Users are provided a basic Immuta PostgreSQL connection. The tables within this connection represent all the connected data across your organization. Those tables, however, are virtual tables, completely empty until a query is run. At query time the SQL is proxied through the virtual Immuta table down to the native database while enforcing the policy automatically. The Immuta SQL connection can be used within any Business Intelligence (BI) tool or integrated directly into code for interactive analysis.
Unlike the other access patterns, the Immuta HDFS access pattern is not virtual. The value in HDFS processing is to bring the code to the data, and as such, requires the Immuta policies to be enforced in-place on the data in the HDFS data nodes. Because of this, the Immuta HDFS layer can only act on data stored in HDFS. However, you are able to build complex subscription and granular access policies on objects stored in HDFS and retain all the rich audit capabilities provided by the other Immuta virtual layers.
This mountable filesystem, like the Query Engine, is virtual. The files represent connected data from across your organization in a directory hierarchy, yet all the files are empty. Once a file is read, the file is hydrated dynamically with the data from the underlying storage technology with the policies enforced automatically. Unlike the Query Engine, the Virtual Filesystem does cache results removing load from the remote storage technology and reducing latency from the client. That cache’s time to live is configurable per data source exposed in Immuta.
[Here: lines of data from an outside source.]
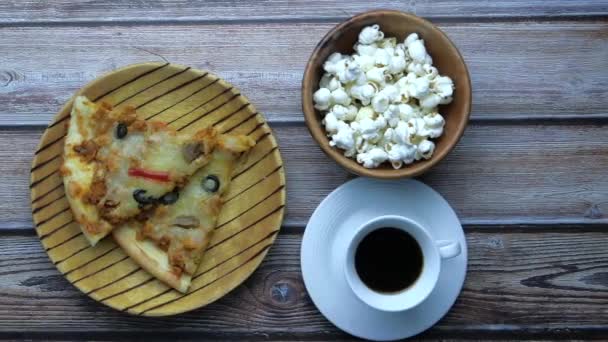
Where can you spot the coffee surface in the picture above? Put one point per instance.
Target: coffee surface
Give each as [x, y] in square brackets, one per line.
[388, 260]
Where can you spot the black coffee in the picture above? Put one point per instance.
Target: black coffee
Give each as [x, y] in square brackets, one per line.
[388, 260]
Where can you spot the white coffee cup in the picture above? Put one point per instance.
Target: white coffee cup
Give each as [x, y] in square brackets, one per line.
[433, 252]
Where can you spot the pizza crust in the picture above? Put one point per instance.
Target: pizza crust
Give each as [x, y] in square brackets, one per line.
[151, 258]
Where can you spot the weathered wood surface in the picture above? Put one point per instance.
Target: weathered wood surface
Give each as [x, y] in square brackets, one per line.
[518, 70]
[499, 173]
[531, 281]
[56, 11]
[528, 178]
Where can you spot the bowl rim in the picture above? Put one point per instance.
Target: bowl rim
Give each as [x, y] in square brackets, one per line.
[318, 134]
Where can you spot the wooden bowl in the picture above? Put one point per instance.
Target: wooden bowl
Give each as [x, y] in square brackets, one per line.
[446, 58]
[188, 99]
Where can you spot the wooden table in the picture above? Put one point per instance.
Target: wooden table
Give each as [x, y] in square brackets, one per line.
[528, 180]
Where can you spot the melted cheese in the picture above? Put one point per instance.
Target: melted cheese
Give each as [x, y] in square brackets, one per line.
[78, 173]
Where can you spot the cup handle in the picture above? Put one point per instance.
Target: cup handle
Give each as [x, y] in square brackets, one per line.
[448, 249]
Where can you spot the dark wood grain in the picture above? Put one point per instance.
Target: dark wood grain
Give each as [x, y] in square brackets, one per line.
[519, 70]
[184, 10]
[498, 173]
[537, 283]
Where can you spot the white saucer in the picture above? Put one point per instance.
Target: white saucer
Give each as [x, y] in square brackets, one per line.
[324, 250]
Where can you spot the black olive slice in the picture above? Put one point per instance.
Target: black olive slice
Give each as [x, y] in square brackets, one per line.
[211, 183]
[169, 198]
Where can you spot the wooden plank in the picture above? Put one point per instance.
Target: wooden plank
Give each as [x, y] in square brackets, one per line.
[551, 68]
[498, 173]
[184, 10]
[538, 283]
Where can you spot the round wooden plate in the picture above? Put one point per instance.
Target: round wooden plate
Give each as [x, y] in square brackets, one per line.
[187, 99]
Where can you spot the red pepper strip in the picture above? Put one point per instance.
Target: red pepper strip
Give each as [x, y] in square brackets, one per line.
[153, 175]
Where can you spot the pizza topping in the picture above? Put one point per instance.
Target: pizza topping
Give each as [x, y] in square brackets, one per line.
[186, 221]
[88, 150]
[140, 196]
[169, 198]
[192, 151]
[121, 130]
[160, 176]
[211, 183]
[96, 192]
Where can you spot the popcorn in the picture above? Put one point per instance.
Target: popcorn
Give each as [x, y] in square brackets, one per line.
[364, 93]
[425, 149]
[322, 98]
[372, 158]
[380, 104]
[376, 75]
[339, 96]
[370, 34]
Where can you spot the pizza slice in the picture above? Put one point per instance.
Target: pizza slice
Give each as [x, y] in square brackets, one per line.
[169, 243]
[116, 165]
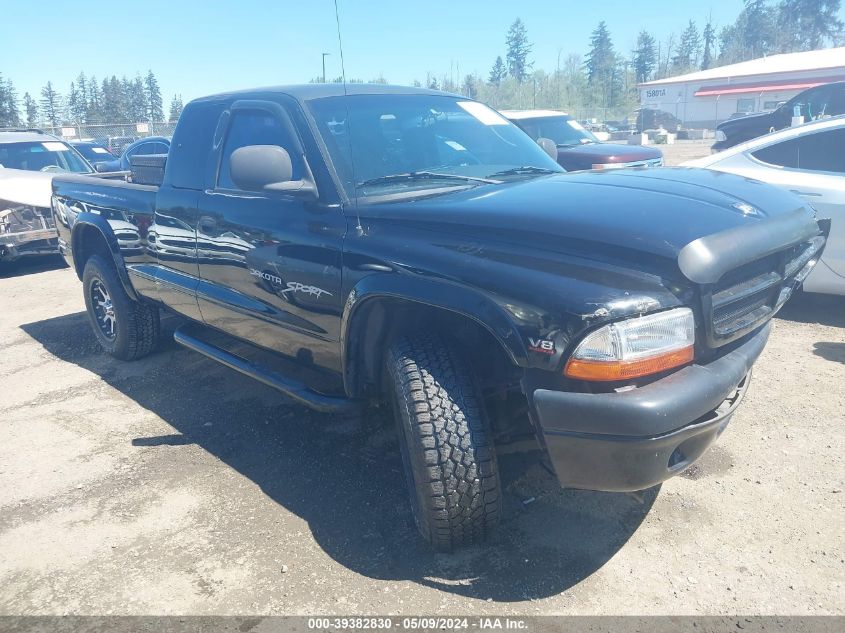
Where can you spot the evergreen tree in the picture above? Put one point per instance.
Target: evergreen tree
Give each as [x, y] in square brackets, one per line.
[75, 106]
[689, 49]
[175, 108]
[498, 72]
[602, 69]
[94, 98]
[31, 109]
[805, 25]
[136, 100]
[51, 105]
[753, 35]
[9, 114]
[82, 86]
[644, 57]
[152, 95]
[468, 88]
[518, 50]
[709, 45]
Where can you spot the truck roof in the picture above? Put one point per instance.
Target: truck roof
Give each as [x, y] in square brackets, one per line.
[515, 115]
[306, 92]
[25, 137]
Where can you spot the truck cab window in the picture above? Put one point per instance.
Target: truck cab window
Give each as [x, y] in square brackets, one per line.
[254, 128]
[821, 151]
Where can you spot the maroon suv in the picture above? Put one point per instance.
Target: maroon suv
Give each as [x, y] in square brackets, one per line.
[578, 148]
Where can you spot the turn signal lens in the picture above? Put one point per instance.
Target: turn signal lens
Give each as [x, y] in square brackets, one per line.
[635, 347]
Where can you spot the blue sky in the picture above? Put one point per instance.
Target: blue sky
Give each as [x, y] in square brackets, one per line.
[198, 47]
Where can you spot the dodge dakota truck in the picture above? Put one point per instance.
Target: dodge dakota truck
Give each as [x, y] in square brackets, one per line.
[372, 244]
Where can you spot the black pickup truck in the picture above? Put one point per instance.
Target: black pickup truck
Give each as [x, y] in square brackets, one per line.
[414, 248]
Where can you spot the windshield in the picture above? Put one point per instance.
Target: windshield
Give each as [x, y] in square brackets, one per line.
[42, 156]
[383, 144]
[563, 130]
[94, 153]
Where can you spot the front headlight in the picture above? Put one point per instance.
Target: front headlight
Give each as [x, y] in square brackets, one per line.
[635, 347]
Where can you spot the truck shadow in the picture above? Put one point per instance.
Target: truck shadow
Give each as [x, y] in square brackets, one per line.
[348, 484]
[808, 307]
[31, 265]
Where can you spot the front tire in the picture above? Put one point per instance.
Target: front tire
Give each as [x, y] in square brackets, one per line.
[446, 443]
[126, 329]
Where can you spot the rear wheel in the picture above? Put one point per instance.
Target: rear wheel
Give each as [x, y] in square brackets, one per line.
[124, 328]
[446, 444]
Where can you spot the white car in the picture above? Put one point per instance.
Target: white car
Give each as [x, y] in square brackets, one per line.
[808, 160]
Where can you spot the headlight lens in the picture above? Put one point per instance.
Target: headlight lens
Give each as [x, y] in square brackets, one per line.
[635, 347]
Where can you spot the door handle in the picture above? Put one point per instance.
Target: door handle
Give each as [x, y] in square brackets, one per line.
[207, 225]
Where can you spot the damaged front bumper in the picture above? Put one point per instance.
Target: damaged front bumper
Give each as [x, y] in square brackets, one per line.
[636, 439]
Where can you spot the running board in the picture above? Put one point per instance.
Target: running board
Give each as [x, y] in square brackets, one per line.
[291, 388]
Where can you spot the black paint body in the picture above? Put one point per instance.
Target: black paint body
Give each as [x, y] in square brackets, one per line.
[312, 277]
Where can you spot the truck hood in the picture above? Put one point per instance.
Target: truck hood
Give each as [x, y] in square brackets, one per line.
[608, 153]
[621, 214]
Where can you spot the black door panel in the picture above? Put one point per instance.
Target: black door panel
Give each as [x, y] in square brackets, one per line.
[270, 259]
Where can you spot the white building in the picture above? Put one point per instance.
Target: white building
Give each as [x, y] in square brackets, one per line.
[703, 99]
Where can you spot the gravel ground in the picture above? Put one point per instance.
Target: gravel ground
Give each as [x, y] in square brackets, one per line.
[173, 485]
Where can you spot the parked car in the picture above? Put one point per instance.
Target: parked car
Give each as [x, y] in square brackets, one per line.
[26, 224]
[94, 153]
[808, 160]
[577, 148]
[813, 103]
[414, 248]
[649, 119]
[28, 159]
[116, 144]
[32, 150]
[141, 147]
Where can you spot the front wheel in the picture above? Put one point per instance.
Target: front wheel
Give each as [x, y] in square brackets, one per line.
[124, 328]
[446, 443]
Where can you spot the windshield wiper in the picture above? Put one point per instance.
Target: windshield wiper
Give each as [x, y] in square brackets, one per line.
[525, 169]
[422, 175]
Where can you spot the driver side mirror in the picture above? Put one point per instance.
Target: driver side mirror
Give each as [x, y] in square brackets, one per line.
[549, 146]
[265, 168]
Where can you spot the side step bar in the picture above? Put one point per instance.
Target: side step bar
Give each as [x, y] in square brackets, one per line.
[291, 388]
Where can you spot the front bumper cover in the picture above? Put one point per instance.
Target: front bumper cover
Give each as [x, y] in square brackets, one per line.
[636, 439]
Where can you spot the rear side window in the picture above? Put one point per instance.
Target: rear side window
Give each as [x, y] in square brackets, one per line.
[822, 151]
[192, 145]
[254, 127]
[837, 100]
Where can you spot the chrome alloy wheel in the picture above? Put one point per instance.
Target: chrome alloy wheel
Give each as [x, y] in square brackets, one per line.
[103, 309]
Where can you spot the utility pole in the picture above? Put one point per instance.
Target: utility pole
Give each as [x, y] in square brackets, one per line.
[324, 66]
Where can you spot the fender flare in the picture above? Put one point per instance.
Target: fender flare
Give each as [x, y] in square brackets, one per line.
[86, 221]
[432, 293]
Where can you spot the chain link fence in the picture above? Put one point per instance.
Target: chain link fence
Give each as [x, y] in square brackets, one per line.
[113, 136]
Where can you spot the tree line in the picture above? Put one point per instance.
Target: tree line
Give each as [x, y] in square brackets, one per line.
[87, 101]
[601, 83]
[604, 81]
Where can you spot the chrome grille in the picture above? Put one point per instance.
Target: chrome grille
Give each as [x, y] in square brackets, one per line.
[747, 297]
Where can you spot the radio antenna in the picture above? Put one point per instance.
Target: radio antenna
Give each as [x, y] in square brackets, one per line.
[358, 227]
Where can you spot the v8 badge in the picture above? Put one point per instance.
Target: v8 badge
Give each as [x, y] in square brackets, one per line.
[541, 346]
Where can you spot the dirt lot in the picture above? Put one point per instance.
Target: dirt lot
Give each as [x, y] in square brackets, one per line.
[173, 485]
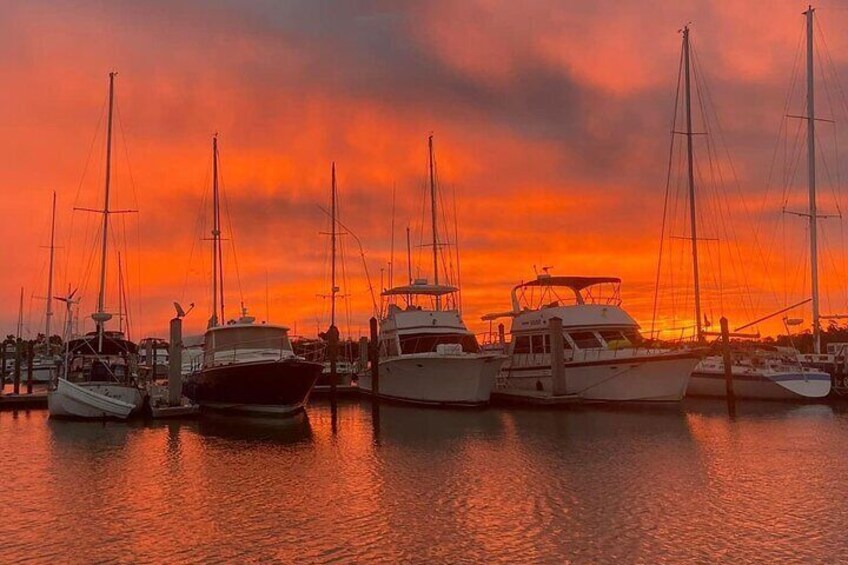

Users are able to access subscribed data sources within their Spark Jobs by utilizing Spark SQL with the ImmutaContext class. All tables are virtual and are not populated until a query is materialized. When a query is materialized, data from metastore backed data sources, such as Hive and Impala, will be accessed using standard Spark libraries to access the data in the underlying files stored in HDFS. All other data source types will access data using the Query Engine which will proxy the query to the native database technology. Policies for each data source will be enforced automatically.